The results obtained were statistically analyzed and can be summarized as follows:
● A gradual decrease in the viability percent of MCF7 and HepG2 cancer cells treated with different increments of ZnO NPs was observed in a dose dependent manner. A synergistic cytotoxic effect for ZnO-CA NPs against HepG2 cells was also recorded.
● A marked reduction in the tumor volume and weight of ZnO-CA NPs treated mice and a radiosensetizing effect was observed in decreasing the tumor volume and weight of γ-irradiated-EC-bearing mice coadministered with ZnO-CA NPs with respect to untreated EC-bearing mice.
● Exposure of solid EC-bearing mice to γ-irradiation or treated with ZnO-CA NPs produced a marked significant upregulation in the gene expression of cytochrome C, and by contrast a marked downregulation in Bcl2 & NF-κB gene expressions and a considerable decline in VCAM level as well as a remarkable downregulation in the phosphorylated ERK1/2 protein expression in tumor tissue, compared to untreated EC-bearing mice.
● Combined treatment of ZnO-CA NPs and γ-irradiation demonstrated a synergistic potential in down-regulating tumor Bcl2 and NF-κB gene expressions, decreasing VCAM level and down-regulating phosphorylated ERK 1/2 protein expression in tumor tissues, compared to EC-bearing mice.

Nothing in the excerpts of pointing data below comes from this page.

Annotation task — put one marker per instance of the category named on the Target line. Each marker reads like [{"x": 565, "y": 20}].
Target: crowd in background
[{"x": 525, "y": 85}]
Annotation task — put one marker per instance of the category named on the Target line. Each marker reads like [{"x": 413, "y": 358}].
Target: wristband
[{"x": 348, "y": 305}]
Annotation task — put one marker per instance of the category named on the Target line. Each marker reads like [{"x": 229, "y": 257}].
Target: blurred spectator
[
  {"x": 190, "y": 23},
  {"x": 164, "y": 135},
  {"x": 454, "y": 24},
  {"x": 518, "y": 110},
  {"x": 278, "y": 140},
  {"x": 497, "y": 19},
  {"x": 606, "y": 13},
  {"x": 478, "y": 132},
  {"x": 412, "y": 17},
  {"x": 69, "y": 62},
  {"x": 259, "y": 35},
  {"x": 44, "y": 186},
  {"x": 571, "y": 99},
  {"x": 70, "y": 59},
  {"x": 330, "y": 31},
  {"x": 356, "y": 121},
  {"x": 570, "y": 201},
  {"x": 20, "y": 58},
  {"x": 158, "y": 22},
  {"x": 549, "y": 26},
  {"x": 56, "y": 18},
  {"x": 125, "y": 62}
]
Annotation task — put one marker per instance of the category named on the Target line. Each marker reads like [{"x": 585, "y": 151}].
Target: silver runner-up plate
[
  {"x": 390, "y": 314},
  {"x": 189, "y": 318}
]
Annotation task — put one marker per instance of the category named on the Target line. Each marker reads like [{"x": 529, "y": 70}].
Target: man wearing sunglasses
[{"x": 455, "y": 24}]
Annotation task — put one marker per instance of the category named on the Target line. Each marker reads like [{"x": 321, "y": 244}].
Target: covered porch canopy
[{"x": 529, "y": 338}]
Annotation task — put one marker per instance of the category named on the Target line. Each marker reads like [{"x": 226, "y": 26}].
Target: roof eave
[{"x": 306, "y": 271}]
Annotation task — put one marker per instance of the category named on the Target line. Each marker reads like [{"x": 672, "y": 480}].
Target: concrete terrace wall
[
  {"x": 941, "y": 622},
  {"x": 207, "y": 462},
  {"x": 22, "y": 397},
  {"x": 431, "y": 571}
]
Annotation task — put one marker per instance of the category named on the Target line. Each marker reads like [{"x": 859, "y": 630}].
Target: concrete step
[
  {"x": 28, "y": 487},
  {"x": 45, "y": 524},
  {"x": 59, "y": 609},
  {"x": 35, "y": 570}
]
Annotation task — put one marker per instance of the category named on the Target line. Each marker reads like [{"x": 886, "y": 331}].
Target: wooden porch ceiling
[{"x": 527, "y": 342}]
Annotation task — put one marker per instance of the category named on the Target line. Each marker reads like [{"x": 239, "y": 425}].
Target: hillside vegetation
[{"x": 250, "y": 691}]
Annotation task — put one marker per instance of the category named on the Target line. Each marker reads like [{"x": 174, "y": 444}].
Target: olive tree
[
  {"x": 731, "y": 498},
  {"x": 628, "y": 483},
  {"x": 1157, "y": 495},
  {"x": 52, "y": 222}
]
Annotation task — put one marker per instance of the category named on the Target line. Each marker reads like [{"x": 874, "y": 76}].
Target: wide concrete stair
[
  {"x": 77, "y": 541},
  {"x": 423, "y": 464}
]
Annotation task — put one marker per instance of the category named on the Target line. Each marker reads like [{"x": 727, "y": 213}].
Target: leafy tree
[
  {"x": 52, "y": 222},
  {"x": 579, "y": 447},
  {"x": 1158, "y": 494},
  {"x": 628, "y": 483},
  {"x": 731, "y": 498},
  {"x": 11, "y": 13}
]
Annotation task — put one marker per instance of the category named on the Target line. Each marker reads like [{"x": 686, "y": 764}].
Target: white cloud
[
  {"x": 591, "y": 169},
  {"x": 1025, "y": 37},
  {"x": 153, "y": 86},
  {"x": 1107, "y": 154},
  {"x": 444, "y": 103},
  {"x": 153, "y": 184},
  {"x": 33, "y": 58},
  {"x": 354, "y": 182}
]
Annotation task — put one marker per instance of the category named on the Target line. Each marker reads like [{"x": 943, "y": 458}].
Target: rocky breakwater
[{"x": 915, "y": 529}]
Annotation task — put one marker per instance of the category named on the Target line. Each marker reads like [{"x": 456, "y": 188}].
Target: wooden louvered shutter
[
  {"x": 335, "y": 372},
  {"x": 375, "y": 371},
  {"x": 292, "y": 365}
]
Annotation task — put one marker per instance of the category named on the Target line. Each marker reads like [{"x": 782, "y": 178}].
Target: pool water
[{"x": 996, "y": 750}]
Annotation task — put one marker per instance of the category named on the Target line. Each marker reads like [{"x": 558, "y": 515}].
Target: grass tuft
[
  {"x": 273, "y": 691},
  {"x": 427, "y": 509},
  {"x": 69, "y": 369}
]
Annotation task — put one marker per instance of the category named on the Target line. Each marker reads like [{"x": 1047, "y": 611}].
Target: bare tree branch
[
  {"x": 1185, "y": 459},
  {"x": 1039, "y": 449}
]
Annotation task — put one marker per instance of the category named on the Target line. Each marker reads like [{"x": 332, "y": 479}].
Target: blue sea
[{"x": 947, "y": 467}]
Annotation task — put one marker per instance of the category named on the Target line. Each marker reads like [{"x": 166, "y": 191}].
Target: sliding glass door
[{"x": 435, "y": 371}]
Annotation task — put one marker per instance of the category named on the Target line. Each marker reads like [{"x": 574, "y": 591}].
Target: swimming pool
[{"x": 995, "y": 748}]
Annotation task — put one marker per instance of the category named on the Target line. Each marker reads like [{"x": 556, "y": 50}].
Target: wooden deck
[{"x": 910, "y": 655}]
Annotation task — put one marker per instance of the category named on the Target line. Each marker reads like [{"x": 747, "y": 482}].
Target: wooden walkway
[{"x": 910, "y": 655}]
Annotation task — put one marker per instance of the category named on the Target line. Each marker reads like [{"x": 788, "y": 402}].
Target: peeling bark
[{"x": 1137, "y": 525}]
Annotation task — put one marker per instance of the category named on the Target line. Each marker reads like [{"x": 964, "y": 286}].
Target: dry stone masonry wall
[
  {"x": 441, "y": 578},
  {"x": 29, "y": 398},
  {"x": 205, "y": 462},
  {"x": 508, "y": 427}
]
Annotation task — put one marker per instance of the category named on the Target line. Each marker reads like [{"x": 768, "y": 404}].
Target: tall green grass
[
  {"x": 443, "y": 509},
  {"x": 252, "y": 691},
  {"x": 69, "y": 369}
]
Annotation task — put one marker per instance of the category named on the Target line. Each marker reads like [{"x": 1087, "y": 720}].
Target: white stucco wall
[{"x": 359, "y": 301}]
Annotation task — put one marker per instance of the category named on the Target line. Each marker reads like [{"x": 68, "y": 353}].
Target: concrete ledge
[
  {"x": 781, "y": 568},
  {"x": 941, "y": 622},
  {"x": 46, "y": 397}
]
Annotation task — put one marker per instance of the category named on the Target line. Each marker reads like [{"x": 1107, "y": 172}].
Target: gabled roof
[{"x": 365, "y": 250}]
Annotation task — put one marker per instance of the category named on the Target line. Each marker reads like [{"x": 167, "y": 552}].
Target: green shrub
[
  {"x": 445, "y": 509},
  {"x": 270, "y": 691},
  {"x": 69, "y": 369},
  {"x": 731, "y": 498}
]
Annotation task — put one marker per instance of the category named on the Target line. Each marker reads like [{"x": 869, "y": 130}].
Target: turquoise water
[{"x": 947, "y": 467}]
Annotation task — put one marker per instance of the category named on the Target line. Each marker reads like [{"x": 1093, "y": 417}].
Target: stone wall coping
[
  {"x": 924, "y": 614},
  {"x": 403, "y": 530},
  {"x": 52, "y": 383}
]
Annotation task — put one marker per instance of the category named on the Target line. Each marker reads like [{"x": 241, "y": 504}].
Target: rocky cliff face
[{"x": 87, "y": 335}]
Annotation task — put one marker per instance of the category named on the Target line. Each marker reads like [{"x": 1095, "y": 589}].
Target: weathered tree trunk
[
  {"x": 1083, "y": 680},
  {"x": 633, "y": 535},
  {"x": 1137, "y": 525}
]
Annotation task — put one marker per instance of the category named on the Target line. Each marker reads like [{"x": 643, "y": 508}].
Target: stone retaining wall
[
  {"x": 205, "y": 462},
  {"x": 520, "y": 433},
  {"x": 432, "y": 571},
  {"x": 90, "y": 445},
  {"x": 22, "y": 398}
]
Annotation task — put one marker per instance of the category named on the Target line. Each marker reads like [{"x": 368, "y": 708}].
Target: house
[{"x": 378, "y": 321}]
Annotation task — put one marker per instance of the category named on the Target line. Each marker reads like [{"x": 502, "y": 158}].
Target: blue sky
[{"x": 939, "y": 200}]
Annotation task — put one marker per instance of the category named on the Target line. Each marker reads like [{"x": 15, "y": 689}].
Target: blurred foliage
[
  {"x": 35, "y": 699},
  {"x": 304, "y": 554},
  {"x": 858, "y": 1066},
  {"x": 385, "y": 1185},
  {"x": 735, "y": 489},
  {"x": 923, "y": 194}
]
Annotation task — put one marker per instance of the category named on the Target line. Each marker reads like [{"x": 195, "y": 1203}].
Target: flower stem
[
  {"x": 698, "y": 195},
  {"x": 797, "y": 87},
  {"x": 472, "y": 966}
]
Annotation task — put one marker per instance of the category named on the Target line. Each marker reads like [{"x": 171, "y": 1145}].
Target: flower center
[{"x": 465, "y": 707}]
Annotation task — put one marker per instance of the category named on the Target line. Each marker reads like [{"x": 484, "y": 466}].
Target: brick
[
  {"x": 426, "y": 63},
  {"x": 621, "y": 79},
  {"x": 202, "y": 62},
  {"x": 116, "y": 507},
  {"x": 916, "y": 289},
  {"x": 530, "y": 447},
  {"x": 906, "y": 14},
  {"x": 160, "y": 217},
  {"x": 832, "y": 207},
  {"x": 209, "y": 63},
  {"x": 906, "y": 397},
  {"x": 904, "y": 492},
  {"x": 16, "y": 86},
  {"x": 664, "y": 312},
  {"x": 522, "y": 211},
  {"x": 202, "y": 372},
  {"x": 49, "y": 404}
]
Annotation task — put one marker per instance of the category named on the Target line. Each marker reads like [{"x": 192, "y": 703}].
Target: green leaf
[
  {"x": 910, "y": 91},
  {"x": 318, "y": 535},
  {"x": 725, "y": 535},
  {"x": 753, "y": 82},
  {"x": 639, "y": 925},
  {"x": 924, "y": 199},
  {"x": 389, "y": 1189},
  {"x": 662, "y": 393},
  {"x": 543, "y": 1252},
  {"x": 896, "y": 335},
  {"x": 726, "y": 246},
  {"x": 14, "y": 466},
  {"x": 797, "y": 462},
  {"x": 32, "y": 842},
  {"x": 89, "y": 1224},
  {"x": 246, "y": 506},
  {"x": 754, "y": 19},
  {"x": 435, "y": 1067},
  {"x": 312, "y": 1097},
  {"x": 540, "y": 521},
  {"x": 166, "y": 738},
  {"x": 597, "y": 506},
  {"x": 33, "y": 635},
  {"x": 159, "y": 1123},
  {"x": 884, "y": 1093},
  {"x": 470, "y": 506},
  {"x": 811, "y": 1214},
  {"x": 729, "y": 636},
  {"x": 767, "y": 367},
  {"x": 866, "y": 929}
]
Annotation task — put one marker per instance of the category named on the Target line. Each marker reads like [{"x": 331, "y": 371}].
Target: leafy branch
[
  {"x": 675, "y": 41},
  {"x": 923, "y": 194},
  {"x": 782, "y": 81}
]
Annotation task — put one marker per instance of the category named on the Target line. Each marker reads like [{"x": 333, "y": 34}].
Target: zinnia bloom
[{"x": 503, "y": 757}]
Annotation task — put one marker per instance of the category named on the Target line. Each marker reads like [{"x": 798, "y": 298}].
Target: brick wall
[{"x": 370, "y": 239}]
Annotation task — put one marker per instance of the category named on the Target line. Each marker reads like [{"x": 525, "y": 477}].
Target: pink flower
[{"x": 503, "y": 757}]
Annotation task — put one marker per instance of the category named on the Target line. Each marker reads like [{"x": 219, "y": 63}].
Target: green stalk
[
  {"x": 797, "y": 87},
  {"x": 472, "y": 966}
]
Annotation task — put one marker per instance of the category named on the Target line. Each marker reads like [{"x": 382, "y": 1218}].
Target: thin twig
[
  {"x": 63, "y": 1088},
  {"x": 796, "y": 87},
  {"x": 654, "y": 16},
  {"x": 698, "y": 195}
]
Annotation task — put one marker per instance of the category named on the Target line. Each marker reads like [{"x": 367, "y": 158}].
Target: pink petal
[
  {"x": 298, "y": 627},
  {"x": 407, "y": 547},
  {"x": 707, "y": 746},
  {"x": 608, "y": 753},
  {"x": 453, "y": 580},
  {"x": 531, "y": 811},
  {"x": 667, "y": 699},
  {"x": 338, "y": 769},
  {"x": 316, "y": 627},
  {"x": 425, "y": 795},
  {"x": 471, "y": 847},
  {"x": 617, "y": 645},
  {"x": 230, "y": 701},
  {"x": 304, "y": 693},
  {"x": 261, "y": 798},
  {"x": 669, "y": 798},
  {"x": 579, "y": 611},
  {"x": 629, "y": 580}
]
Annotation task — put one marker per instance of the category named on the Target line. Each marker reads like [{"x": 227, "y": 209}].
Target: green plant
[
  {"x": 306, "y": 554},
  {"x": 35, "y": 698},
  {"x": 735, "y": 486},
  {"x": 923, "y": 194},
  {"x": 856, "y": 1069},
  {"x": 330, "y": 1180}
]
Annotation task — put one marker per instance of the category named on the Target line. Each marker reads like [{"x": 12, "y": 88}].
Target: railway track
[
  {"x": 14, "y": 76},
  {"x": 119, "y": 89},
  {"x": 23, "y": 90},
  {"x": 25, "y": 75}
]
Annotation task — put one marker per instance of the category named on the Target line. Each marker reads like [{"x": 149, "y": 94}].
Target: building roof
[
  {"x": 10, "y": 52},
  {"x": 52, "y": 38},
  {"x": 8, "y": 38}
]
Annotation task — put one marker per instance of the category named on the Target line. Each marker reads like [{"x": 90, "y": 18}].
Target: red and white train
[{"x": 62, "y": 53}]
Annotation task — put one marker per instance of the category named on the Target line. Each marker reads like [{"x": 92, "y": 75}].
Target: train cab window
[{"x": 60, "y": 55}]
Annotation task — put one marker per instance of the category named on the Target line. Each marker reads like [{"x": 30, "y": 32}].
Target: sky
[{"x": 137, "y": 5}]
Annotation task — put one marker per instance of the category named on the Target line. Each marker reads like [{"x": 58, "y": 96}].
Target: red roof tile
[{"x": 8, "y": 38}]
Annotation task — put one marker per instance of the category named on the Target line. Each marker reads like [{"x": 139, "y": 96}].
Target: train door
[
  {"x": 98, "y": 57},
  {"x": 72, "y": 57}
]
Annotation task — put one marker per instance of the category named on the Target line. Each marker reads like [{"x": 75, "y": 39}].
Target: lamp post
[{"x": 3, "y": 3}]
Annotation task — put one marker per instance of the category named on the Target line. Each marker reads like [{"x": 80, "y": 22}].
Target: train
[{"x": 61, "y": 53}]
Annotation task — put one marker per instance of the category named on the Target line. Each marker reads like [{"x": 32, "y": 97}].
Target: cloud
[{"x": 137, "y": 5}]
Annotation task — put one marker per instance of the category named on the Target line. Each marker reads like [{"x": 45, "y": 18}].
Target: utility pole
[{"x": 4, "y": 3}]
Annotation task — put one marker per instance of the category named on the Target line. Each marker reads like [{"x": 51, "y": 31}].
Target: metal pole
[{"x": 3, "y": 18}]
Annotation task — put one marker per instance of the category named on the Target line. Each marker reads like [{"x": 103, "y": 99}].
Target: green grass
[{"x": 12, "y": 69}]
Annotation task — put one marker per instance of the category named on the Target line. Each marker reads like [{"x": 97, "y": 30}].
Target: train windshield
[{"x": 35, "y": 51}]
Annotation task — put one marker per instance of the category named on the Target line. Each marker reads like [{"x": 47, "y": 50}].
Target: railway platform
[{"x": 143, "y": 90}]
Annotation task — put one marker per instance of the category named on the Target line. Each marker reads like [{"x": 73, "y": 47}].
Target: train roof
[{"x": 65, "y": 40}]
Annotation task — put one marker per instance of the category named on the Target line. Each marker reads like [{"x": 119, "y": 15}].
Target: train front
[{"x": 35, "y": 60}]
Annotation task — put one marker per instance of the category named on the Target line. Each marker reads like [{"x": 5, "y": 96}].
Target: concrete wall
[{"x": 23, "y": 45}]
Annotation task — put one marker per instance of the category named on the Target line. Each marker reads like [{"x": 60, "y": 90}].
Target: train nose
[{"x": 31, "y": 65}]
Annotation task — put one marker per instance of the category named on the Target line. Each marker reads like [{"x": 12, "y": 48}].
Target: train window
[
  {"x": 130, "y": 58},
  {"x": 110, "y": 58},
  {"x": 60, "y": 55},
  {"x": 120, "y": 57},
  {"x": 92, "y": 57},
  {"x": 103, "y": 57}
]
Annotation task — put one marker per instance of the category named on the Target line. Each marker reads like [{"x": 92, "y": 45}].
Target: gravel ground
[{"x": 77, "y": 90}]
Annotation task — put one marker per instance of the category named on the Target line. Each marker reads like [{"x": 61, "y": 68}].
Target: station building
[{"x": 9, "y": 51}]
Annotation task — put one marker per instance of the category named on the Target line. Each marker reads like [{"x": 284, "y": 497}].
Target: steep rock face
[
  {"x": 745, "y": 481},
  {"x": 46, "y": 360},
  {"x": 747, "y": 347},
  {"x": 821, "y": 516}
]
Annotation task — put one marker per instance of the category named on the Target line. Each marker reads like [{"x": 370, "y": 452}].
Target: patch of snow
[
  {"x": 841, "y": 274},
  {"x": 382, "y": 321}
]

● Exposure of solid EC-bearing mice to γ-irradiation and/or treatment with ZnO-CA NPs induced DNA damage, as evidenced by the appearance of DNA strand breaks
● We recorded a significant increase in sub G1 population in the tumor tissue of solid EC-bearing mice treated with ZnO-CA NPs, either alone or with γ-irradiation, associated with a considerable decline in G0/G1as well as S phase and G2/M populations denoting a remarkable increase in dead cells’ population
● Furthermore, the combined therapy showed a diminution of the tumor area with increasing necrotic cancer cells in the histopathological investigations, compared to the single treatment with ZnO-CA NPs or γ-irradiated.
According to the obtained results it could be concluded that ZnO-CA NPs may be used as a potential therapeutic agent for cancer treatment and for enhancing the sensitivity of tumor cells to ionizing radiation.
Finally, our work demonstrates that ZnO-CA NPs anticancer and radio-sensitization mechanisms may consist of ROS generation, targeting of DNA damage response and repair, oxidative stress, mitochondrial dysfunction, suppression of cell cycle checkpoint machinery and promoting cell death by a variety of mechanisms such as apoptosis and necrosis, accompanied by downregulation of phosphorylated ERK 1/2 protein expression, NF-κB gene expressions and VCAM level inhibition.
In conclusion, ZnO-CA NPs is prepared in a simple method and exhibits in vitro and in vivo anticancer activity. This activity of ZnO-CA NPs is augmented upon exposure of animals to γ-irradiation. The results obtained indicate the effectiveness of ZnO-CA NPs in the treatment of EC tumor, and radiation augments this effect.